The spike in antisemitic acts following the start of the Trump administration has rekindled an old question: are Jews white? But Mark Tseng-Putterman says this is the wrong question: “Let’s not ask if European Jews are white. The more urgent question is: what price have they paid in colluding with whiteness? The price of heritage, of language, and of culture? Or the price of dignity, of accountability, of moral authority? Far from giving white Jews a free pass on confronting their own white privilege, I hope that answering this question might just lead more of our Jewish communities towards truly joining the multiracial, multi-faith fight against white supremacy.”
British pro-Israel blogger David Collier purports to discover that 42 percent of Palestinian solidarity campaigners are anti-Semitic. Jonathan Ofir exposes his methods as laughable and ideological.

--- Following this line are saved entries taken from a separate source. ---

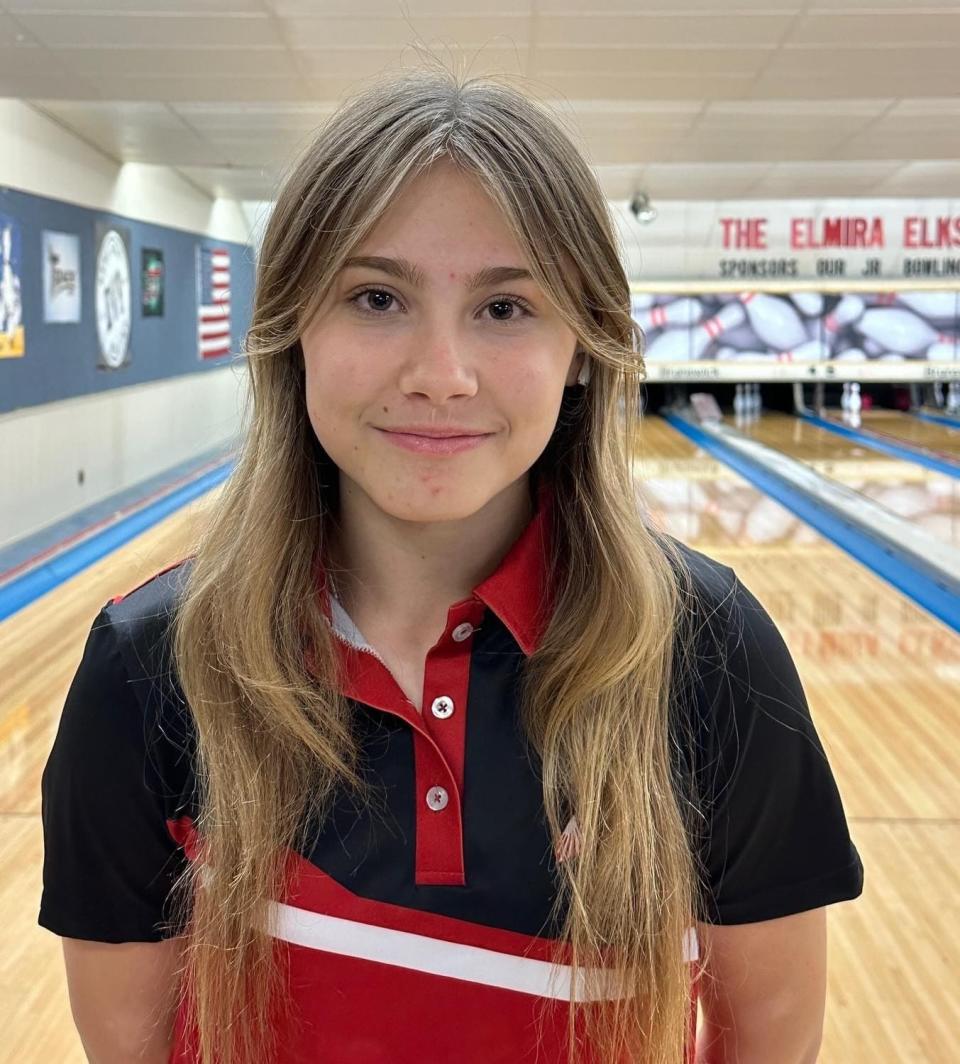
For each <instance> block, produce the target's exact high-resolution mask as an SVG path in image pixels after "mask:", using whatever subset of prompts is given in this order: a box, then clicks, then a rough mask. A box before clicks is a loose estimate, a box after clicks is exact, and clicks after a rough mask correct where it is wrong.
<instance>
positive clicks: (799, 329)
mask: <svg viewBox="0 0 960 1064" xmlns="http://www.w3.org/2000/svg"><path fill="white" fill-rule="evenodd" d="M740 301H741V303H742V304H743V306H744V310H745V311H746V314H747V318H748V319H749V322H750V325H751V326H752V327H754V332H755V333H757V335H758V336H759V337H760V338H761V339H762V340H763V343H764V344H768V345H769V346H771V347H773V348H775V349H776V350H778V351H789V350H790V349H791V348H794V347H799V346H800V344H806V343H807V339H808V336H807V330H806V329H805V327H804V321H802V319H801V318H800V316H799V314H797V312H796V311H795V310H794V307H793V304H791V303H790V302H788V301H787V300H785V299H776V298H775V297H774V296H768V295H766V294H765V293H762V292H745V293H744V294H743V295H742V296H741V297H740Z"/></svg>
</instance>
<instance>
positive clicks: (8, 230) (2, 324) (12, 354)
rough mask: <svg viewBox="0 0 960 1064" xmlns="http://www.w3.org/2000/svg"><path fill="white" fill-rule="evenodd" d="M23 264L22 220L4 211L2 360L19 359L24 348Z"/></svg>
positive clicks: (2, 288)
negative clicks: (21, 275)
mask: <svg viewBox="0 0 960 1064" xmlns="http://www.w3.org/2000/svg"><path fill="white" fill-rule="evenodd" d="M21 264H22V257H21V246H20V223H19V222H18V221H17V220H16V219H15V218H12V217H11V216H10V215H7V214H0V359H19V358H22V355H23V351H24V344H26V337H24V332H23V301H22V299H21V298H20V270H21Z"/></svg>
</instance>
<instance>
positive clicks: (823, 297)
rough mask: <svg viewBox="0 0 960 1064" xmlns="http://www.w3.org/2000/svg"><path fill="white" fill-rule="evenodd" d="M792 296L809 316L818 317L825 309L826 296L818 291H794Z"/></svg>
mask: <svg viewBox="0 0 960 1064" xmlns="http://www.w3.org/2000/svg"><path fill="white" fill-rule="evenodd" d="M790 298H791V299H792V300H793V302H794V304H795V305H796V307H797V310H799V312H800V313H801V314H805V315H806V316H807V317H808V318H815V317H818V316H820V314H821V312H822V311H823V309H824V297H823V296H822V295H821V294H820V293H818V292H792V293H791V294H790Z"/></svg>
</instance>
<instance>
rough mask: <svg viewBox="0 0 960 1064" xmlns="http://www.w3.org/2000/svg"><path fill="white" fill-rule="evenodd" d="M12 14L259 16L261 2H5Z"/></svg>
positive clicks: (84, 0)
mask: <svg viewBox="0 0 960 1064" xmlns="http://www.w3.org/2000/svg"><path fill="white" fill-rule="evenodd" d="M3 6H4V7H5V9H6V10H7V11H9V12H12V13H13V14H23V15H32V14H37V13H42V12H48V13H49V12H64V11H68V12H70V13H71V14H103V12H104V11H109V12H111V13H113V14H114V15H115V16H116V17H121V16H123V15H136V14H143V15H191V14H195V13H200V14H210V15H221V16H222V15H227V16H229V15H248V14H251V13H255V14H262V13H263V4H262V2H261V0H6V3H4V5H3Z"/></svg>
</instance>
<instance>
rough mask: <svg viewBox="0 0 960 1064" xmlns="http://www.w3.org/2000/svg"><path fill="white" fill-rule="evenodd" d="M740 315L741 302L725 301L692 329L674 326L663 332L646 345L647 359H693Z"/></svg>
mask: <svg viewBox="0 0 960 1064" xmlns="http://www.w3.org/2000/svg"><path fill="white" fill-rule="evenodd" d="M743 319H744V310H743V306H742V305H741V304H740V303H727V304H726V305H725V306H722V307H721V309H719V310H718V311H717V312H716V314H714V315H713V317H712V318H707V320H706V321H701V322H700V323H699V325H697V326H695V327H694V328H693V329H682V328H677V329H667V330H665V331H664V332H662V333H661V334H660V335H659V336H658V337H657V338H656V339H655V340H653V343H652V344H650V346H649V348H647V359H649V361H650V362H690V361H696V360H697V359H699V358H700V356H701V355H702V353H704V351H706V350H707V348H708V346H709V345H710V343H711V342H712V340H714V339H716V337H717V336H721V335H723V333H724V332H725V331H726V330H727V329H732V328H733V327H734V326H739V325H740V323H741V321H743Z"/></svg>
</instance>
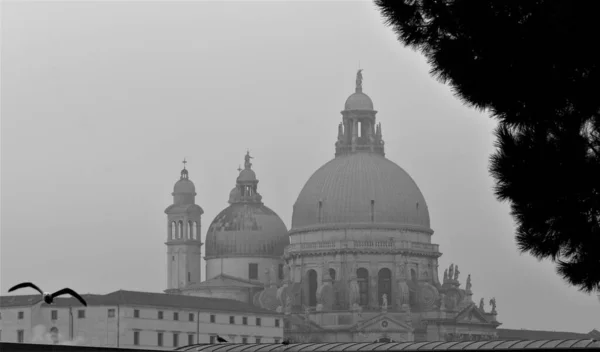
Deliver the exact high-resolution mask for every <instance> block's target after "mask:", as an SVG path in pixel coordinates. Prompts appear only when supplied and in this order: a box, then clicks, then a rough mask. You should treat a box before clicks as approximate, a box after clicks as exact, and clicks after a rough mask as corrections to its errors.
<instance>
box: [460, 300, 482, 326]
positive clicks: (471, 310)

The cancellation of a lecture by journalist Rania Khalek, who was invited to speak on the University of North Carolina – Chapel Hill campus by Students for Justice in Palestine on February 27, 2017, raises important issues of tactics and strategy within movements for social change. An open letter from journalists, intellectuals, and activists says in part, “when a group seeking justice in Palestine subjects speakers or members to a political litmus test related to their views on Syria, it inevitably leads to splits, silencing, confusion, and a serious erosion of trust. It runs contrary to the possibility of people learning from one another, changing their minds, and educating one another through their activism. Disagreements about political issues exist inside every movement coalition. They must not be made fodder for targeted vilification of activists in the movement.”
Israeli Defense Minister Avigdor Lieberman announced in the Knesset that the Trump administration warned Israel that imposing sovereignty over the West Bank would cause an “immediate crisis” between the U.S. and Israel.
Banksy’s new hotel has drawn much praise from the international community for its initiative to attract tourists to the West Bank and educate them through space as a medium and an object of art, but Tamara Nassar says, “Banksy’s hotel is a form of gentrification that exploits Palestinian suffering and imposes an ‘art space’ that thrives on fulfilling an example of white fantasy in travel, in order to witness war zones as an educational and historical amusement when in fact it is very present and happening in real-time.”